Have the fire extinguishers been serviced every year? (This is a legal requirement and insurance companies may void a claim should the services not have been carried out.)
Is the hose reel working or has it rusted up from non-use over the years?
Are the emergency exits locked without keys available?
Will a fire engine get through the gates?
Is there a fire hydrant?
Ask the fire marshal to visit your complex, check it out for fire safety and give you recommendations.
Residents may not store any material that is flammable, such as petrol, paraffin, meths or turps, nor may they commit any "dangerous acts" in the building or on the common property which may increase the body corporate's insurance premium.
7. REFUSE AND CLEANLINESS: You are responsible for taking your refuse to the refuse area and placing it in the container provided. Your kitchen refuse must be placed in plastic bags. Tins must be completely drained so the bag will not leak.
Your unit must be kept free of bugs, including borer beetles and cockroaches. These must be eradicated immediately to stop them affecting the entire complex.
Littering in the complex is not permitted, which includes any rubbish, soil, cigarette butts and food scraps, and exclusive use areas allocated to you have to be kept clean and tidy.
You are not allowed to hang washing on any part of the building or the common property that will be visible from outside the building or from any other unit. No washing is to be hung on balconies – use the washing lines provided.
8. VEHICLES, SPEEDING AND PARKING: Vehicles: You must ensure that you and your visitors' vehicles do not drip oil or brake fluid onto the common property and no one is allowed to dismantle or do major repairs to vehicles on any part of the common property.
Speeding: Townhouse complexes usually have families, which means there will be children around. Do not endanger their lives by speeding to and from your unit.
Parking: You may not park or stand any vehicle on the common property without the written consent of the trustees – this does not include your allocated parking area. The Sectional Titles Act conduct rules allow the trustees to have vehicles towed away at the risk and expense of the owner of the vehicle.
9. SECURITY: A chain is as strong as its weakest link. Residents who open the gate/door for someone they do not know and drivers who take off before the gates are closed will always pose major security problems.
Your family and domestic worker need to be instructed not to buzz strangers into the complex and to be vigilant when they see strangers in the complex. Do not give all and sundry the code to get in. Be responsible.
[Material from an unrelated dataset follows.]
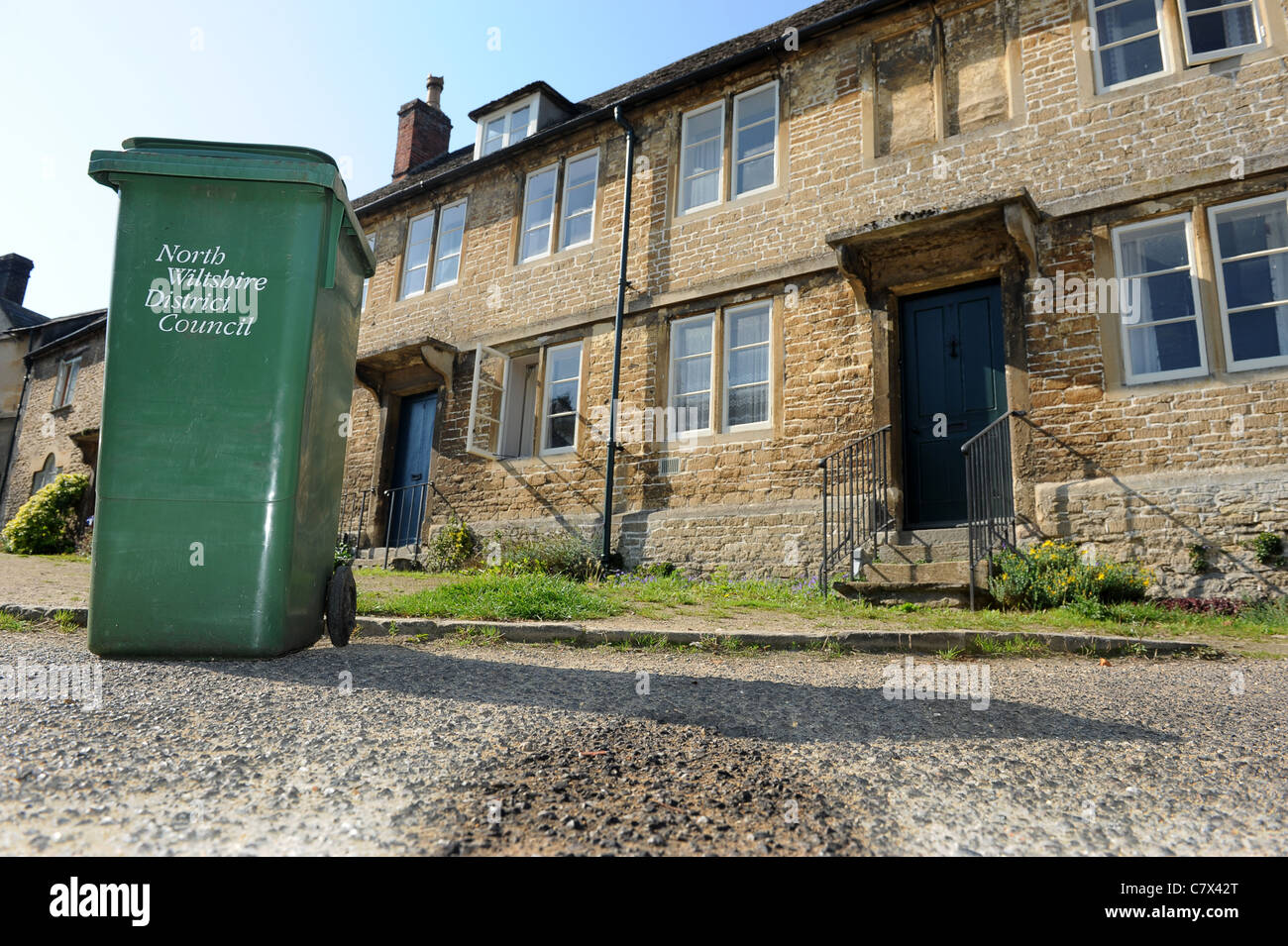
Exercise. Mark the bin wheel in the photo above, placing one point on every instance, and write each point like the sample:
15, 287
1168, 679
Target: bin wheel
342, 605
These are trying times we live in and security is everyone's concern, so don't blame your trustees.
10. OWNERS: Body corporate levies: Your monthly levy is the lifeblood of the body corporate so make sure you pay it. The levy is payable in advance and due on the first day of each month.
Letting your unit: The Rental Housing Act obliges owners to make the body corporate conduct rules a part of your lease agreement. Remember you are responsible for their (and their guests) behaviour.
Try to match your tenants with the residents in the complex. If they fit in they will be happier, they will be good tenants and they will stay longer.
AGMs: Attending these is the very least you can do for your investment.
Trusteeship: Volunteer to become a trustee and have a say in the running of the complex.
Trustees' meetings: You are permitted to attend, so go as often as you can. You may speak, but you cannot vote.
These "10 Commandments" are by no means complete, but they do cover most of the owners' and occupiers' responsibilities, which are detailed in the Sectional Titles Act of 1986 and the management and conduct rules.
Each body corporate is unique and conduct rules need to be fine-tuned to suit your scheme's circumstances.
So, for example, if there is a pool in the complex this represents a danger to young children and you therefore need a rule to disallow children in the pool area without adult supervision.
You are also required to have a child-proof gate on the entrance to the pool enclosure and insurance companies insist on indemnity signs as well as signs detailing information such as the depth of the pool.
You could imagine the huge cost to the body corporate if a child drowned and it was deemed by the courts that it could have been prevented had the trustees applied their minds to the risks inherent in the scheme.